A railcar brings coal to the White Bluff Steam Electric Station at Redfield. Curtailments in rail shipments of coal have led to shortages at White Bluff and other coal-fired plants in Arkansas and across the country. ACRE is working for legislative solutions to the problem.
One prime example of how ACRE works for cooperative employees came in August 2006 when Congress passed a comprehensive pension reform law. The electric cooperatives, through the efforts of the National Rural Electrification Association (NRECA) and the Action Committee for Rural Electrification (ACRE), were exempted from the law.
"If we had been lumped in with all the other companies, it would have cost cooperatives a quarter of a billion dollars more each year, or benefits would have had to have been scaled back drastically," said Carmie Henry, AECI's vice president for governmental affairs. "This is a big win for the co-ops and ACRE."
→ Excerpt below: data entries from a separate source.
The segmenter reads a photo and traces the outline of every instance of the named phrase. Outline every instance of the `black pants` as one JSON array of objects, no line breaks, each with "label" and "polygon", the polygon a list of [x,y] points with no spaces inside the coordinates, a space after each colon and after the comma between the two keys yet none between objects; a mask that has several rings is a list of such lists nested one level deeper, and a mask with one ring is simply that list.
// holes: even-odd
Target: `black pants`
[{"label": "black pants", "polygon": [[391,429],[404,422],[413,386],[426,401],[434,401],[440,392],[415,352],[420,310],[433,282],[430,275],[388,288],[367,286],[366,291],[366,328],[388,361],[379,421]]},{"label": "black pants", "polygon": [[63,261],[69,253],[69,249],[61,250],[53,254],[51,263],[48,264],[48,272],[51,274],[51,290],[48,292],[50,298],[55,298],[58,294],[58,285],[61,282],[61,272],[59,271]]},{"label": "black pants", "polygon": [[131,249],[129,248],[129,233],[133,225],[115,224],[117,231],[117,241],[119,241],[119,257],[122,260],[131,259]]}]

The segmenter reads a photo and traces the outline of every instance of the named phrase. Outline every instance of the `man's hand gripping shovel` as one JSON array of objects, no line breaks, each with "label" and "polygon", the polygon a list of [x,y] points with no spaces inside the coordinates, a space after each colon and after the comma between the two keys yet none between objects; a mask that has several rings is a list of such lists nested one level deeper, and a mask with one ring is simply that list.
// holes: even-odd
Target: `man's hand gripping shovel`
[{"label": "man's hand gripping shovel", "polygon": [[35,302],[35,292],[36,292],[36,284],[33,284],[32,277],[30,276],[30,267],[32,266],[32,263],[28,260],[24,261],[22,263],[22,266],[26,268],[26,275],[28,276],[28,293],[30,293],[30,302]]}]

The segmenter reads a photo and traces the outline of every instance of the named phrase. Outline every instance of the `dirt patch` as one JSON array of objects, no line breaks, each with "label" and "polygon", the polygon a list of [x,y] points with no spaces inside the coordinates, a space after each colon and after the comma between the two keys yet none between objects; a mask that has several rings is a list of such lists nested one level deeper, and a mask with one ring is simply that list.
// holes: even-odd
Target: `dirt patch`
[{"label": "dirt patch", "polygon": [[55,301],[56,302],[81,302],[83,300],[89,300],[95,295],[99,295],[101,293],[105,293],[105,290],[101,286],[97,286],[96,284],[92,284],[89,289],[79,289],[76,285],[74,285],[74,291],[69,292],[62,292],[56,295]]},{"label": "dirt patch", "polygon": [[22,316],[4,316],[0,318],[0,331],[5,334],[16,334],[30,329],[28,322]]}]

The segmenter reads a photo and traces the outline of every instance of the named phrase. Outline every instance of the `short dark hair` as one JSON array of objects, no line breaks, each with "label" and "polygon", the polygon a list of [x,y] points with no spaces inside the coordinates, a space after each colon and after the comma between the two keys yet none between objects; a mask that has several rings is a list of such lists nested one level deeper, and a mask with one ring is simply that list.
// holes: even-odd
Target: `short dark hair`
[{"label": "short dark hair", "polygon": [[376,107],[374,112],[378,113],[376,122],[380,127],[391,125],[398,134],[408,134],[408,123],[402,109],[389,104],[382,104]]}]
The cooperatives had struggled with this issue for some time and feared the organizations would be "lumped in with all the bad actors that were not paying their pension plans." Those "bad actors" included some of the airlines and most notably, Enron, the former energy giant that experienced a financial meltdown in the wake of managerial corruption. When the company declared bankruptcy, thousands of workers were left without their life savings or pension plans.
In passing the comprehensive pension reform law, the 109th Congress recognized the special nature of the cooperatives' multiple-employer defined benefit pension plan and its lack of risk of default to the Pension Benefit Guaranty Corp. NRECA's Retirement Security Plan (RS Plan) administers benefits for approximately 54,000 employees at 881 co-ops in 47 states.